The data that these queries operate on is not neatly structured into fixed record length systems of record (SOR) where you know that the end product will be an order, a customer, or a part record, so you need an iterative process that can operate in this unpredictable data environment.
2: Consider a productive role for the cloud in your big data strategy
Large enterprises in particular tend to shy away from the use of public clouds because they are nervous about security and governance. However, in many cases public clouds are ideal environments for rapid big data analytics prototyping, as long as you move your prototypes off the public cloud as soon as you are through running them.
Public clouds can also be economical places to stash and to archive your raw big data. Public clouds, and how you choose to use them, should be clearly articulated in your IT policy.
3: Use your SOR data as a matrix for big data
One of the greatest challenges in big data projects is finding ways to organize the data for best results. Many companies have discovered that they already have an organizational framework for their big data in their SOR data.

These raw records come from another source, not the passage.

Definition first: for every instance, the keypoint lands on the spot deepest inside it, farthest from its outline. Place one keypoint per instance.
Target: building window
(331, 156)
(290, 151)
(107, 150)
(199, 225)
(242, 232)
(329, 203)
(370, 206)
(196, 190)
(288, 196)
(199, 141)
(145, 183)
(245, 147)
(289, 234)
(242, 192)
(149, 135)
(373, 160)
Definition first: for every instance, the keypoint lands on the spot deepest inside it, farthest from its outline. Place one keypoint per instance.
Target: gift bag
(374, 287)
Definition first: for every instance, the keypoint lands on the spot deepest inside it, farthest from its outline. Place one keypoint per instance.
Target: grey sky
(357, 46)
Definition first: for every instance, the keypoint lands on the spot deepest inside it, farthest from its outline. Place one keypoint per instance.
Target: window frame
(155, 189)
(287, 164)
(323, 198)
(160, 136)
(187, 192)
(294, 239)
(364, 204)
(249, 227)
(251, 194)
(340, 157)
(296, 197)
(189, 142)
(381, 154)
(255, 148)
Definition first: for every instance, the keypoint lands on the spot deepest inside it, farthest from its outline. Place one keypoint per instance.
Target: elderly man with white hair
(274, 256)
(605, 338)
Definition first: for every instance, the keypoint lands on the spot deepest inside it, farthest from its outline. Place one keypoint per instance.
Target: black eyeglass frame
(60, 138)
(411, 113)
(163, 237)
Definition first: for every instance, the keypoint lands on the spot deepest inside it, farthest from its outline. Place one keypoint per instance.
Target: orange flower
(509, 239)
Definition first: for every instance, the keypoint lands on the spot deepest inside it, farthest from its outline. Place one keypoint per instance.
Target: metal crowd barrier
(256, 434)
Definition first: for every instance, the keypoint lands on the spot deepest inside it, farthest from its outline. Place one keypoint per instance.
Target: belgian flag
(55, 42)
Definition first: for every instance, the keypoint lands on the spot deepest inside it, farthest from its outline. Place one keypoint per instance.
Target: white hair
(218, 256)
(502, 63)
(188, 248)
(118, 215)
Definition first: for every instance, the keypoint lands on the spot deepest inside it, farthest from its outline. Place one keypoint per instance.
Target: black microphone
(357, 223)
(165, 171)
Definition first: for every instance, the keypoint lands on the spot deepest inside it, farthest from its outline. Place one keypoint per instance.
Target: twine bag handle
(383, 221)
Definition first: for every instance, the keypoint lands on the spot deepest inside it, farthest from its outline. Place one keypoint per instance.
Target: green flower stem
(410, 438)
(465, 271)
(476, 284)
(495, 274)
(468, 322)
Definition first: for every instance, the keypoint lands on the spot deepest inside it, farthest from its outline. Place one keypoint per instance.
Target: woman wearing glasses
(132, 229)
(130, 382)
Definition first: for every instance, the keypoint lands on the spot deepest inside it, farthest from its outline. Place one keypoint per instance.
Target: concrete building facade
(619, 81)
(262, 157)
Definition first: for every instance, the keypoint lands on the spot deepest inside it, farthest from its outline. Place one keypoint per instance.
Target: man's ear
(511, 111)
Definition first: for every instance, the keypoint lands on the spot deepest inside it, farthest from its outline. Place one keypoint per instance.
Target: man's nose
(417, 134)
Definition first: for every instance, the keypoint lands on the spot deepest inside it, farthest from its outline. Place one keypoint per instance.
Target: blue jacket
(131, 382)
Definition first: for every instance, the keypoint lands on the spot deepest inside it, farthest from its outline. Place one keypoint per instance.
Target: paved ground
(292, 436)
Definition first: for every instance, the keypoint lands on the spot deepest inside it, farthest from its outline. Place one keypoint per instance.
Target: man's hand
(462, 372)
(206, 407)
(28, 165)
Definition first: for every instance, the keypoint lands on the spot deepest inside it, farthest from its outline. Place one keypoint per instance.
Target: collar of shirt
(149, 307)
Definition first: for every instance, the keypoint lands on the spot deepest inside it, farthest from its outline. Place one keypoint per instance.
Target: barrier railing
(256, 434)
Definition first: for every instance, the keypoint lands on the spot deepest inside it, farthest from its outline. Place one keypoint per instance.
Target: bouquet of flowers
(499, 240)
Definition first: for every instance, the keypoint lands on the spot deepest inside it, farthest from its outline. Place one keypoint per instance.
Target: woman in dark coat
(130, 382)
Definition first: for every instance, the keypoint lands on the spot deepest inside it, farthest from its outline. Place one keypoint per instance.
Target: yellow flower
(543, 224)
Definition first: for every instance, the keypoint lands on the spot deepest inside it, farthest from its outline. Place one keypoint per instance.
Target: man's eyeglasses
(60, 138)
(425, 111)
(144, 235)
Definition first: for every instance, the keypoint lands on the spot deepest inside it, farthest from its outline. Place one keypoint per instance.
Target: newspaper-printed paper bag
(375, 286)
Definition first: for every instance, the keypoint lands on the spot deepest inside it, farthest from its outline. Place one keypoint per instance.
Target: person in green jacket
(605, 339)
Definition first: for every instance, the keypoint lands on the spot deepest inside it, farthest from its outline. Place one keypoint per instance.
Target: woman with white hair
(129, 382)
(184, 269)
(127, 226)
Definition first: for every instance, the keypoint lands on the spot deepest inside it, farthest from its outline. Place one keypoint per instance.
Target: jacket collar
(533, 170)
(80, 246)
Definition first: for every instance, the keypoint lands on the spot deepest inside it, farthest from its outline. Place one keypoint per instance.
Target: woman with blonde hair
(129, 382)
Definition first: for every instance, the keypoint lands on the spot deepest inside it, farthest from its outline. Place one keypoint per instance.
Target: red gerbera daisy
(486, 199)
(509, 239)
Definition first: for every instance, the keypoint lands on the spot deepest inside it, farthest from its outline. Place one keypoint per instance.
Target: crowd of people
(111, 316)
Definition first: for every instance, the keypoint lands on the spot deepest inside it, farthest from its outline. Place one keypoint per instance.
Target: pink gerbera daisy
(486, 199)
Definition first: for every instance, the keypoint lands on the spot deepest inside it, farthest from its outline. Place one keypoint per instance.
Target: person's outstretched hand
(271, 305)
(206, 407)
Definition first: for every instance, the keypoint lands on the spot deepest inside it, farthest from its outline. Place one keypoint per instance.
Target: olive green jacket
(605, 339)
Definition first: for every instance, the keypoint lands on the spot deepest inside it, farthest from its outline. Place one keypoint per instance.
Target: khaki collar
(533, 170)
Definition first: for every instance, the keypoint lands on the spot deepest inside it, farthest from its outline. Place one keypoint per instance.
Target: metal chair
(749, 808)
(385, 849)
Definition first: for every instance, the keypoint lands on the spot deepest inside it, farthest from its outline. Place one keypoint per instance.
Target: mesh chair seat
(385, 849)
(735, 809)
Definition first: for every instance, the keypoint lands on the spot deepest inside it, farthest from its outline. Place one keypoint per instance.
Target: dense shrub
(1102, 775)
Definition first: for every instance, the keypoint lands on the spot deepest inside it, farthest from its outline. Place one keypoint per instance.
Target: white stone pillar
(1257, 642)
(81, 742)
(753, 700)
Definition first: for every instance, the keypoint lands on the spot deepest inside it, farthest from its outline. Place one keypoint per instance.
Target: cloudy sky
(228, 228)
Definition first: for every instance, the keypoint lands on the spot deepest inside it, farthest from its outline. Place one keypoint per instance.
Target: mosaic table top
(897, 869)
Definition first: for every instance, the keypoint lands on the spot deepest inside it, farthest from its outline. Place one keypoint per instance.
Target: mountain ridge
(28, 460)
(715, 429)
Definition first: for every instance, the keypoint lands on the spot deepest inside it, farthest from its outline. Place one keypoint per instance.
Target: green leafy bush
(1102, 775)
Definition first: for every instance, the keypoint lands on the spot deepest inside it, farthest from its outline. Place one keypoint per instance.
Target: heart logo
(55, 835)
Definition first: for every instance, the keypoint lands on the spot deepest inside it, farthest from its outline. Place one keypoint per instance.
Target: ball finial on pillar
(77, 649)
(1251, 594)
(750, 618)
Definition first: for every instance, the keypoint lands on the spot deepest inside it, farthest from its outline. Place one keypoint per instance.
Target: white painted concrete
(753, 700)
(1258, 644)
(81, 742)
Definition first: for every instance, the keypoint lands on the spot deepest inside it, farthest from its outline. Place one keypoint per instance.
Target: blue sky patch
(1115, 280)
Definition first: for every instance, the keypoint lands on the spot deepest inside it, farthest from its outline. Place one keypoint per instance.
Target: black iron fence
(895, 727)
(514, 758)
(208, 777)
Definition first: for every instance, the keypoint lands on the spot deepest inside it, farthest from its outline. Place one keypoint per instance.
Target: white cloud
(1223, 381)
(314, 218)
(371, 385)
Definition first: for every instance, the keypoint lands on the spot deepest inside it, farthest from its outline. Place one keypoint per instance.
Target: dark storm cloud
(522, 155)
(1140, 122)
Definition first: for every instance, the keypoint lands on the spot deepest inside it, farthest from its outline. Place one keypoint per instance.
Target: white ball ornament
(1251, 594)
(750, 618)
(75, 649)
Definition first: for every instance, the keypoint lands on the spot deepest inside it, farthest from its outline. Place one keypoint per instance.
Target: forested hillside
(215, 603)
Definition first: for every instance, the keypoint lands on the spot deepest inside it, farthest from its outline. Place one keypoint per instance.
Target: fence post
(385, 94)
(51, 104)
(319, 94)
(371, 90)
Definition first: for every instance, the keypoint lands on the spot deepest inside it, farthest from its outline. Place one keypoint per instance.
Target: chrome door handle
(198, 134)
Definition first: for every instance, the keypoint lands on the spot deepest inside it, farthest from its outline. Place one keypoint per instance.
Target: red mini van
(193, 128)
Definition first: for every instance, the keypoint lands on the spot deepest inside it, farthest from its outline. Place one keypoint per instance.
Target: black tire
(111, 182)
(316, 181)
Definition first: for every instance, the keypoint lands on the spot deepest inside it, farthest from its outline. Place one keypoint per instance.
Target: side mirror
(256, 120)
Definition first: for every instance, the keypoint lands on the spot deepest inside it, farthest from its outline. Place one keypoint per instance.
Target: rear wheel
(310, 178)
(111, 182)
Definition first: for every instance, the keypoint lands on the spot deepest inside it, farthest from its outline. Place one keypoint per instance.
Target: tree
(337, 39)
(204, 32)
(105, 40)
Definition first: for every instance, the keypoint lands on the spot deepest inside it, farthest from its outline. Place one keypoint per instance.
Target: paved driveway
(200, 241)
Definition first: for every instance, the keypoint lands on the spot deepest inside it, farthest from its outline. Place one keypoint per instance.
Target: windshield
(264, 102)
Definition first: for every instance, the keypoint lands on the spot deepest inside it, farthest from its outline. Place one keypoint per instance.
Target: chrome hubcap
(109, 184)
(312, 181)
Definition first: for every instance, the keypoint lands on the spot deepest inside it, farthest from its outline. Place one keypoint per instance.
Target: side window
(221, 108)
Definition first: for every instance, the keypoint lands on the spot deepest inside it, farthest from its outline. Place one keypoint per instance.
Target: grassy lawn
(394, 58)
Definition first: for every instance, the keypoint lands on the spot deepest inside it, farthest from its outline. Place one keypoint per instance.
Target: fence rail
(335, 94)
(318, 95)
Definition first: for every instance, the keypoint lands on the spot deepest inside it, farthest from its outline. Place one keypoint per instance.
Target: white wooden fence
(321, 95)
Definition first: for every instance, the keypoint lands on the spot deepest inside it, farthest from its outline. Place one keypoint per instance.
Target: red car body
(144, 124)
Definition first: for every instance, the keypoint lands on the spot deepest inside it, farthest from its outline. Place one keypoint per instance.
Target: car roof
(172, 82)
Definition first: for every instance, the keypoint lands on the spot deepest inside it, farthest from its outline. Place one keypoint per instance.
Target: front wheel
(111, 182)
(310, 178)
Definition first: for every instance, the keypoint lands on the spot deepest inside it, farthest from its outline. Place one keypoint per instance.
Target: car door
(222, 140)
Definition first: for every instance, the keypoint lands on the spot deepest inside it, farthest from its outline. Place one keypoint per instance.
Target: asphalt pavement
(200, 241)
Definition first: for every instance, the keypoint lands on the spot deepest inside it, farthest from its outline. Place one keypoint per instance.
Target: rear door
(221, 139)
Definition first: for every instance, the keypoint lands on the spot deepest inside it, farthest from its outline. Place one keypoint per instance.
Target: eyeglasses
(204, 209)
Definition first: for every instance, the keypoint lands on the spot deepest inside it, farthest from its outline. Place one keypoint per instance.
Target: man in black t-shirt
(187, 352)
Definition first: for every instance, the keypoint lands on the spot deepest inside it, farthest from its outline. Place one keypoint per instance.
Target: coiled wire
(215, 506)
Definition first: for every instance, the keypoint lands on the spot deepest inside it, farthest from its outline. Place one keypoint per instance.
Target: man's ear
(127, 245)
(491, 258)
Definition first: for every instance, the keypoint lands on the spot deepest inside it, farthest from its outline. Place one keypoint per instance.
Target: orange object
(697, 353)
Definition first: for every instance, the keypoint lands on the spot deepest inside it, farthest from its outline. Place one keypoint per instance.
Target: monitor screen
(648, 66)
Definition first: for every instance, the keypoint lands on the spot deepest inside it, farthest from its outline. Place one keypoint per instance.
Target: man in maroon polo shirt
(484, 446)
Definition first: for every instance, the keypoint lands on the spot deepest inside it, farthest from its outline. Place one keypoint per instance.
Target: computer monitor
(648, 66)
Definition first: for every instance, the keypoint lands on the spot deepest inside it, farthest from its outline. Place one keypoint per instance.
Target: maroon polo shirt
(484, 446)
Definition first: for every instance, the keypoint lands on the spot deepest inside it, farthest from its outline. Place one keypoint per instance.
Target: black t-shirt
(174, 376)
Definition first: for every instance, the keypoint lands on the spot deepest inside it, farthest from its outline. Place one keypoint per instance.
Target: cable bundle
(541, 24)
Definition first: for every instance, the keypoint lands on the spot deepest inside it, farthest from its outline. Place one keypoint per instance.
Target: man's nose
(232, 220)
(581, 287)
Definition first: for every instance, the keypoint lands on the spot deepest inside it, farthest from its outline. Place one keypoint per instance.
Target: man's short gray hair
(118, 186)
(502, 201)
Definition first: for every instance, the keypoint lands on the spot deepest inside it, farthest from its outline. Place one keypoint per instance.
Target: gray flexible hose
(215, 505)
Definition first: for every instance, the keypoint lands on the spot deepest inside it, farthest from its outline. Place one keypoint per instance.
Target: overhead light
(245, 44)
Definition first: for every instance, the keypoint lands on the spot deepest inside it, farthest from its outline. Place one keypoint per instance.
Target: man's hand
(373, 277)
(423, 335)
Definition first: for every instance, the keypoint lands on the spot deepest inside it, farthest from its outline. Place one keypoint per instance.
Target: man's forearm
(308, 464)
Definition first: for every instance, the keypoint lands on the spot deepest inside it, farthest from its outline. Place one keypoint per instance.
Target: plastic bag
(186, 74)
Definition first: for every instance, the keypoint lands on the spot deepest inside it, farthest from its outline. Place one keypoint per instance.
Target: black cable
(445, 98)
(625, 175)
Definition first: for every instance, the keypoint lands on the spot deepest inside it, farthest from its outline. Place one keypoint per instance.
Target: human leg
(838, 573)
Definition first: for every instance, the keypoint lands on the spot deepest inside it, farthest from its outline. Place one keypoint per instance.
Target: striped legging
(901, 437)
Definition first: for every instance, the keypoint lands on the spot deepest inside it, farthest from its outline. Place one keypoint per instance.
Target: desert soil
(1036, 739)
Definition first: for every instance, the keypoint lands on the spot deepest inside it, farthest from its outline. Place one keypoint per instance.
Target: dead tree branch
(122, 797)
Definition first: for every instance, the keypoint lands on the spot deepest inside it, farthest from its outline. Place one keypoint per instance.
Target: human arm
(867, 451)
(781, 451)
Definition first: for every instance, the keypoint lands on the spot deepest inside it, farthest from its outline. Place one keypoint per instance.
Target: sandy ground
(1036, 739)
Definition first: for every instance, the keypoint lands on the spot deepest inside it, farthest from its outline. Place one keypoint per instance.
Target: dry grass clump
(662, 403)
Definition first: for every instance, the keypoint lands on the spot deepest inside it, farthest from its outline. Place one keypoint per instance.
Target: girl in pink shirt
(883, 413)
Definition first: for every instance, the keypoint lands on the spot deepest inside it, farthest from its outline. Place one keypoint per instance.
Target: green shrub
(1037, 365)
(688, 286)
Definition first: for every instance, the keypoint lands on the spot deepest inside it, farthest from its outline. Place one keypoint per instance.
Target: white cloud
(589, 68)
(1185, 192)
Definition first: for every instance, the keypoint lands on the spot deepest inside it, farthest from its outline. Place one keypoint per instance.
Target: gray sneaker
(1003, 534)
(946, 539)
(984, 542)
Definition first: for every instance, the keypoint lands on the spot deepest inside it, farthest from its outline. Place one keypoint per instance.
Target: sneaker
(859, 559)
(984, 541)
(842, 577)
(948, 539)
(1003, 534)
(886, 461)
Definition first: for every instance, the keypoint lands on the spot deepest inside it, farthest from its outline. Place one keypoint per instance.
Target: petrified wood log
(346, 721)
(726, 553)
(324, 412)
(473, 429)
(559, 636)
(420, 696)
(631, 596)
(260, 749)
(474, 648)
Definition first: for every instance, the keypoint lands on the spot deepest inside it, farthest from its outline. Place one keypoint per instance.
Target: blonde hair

For this reason, many companies use the data vectors from their SOR data and simply overlay these organizational frameworks on their big data.
Customer data is a prime example. Within the SOR customer master file record you already have the customer's name, address, and possibly other demographics. If you later choose to add web storefront usage patterns and propensities from this customer, you can append the web-based big data to the SOR data for a more complete picture of the customer and how that customer is interacting with your company.
4: Prune your big data as soon as possible
There is a tendency for companies to maintain all of their incoming big data in raw form, even though much of it may never be used. The concern is that future queries might require big data that is not being used today, so IT is playing it safe by just keeping all of the data.
However, there is an equally strong argument for sizing down the amount of big data that you accumulate. Some of this data, such as jitter from network and machine handoffs, is likely never to be used. There is also overhead data from website interactions.
Developing criteria and methods for stripping away data that you strategically consider to be unimportant for the long as well as for the short term is one way to control the data deluge, and the cost of storing it all.
5: Establish governance standards for big data
Governance standards can be established based upon big data business use cases. Who should have access to the data, and how much access should various individuals have? Are there data privacy issues involved? What other governance issues should you be concerned with? Is this data (and any resulting big data application prototyping) acceptable in a public cloud environment? Defining governance guidelines should be an upfront task in every big data project.
6: Understand the data quality tradeoffs between in-stream, real-time, and batch analytics
Real-time big data analytics must be real-time, so there is limited opportunity to clean the data or to perform data quality checks. Consequently, those making decisions based upon this data should be apprised of the data's potential to mislead because of possible data quality issues. This is a good reason to vet real-time big data analytics requests for the potential risks they introduce in the area of data quality. Most companies are running batch analytics on big data, so in these cases data quality risks are lessened because there is time to clean data and ensure data quality.
7: Plan for disruption
You never know what's around the corner when it comes to new big data sources and methodologies that will become available. Every IT manager engaged with big data should accept big data technology and business disruptions as a way of life — and enact strategies and architectures that are sufficiently malleable to accommodate these new developments.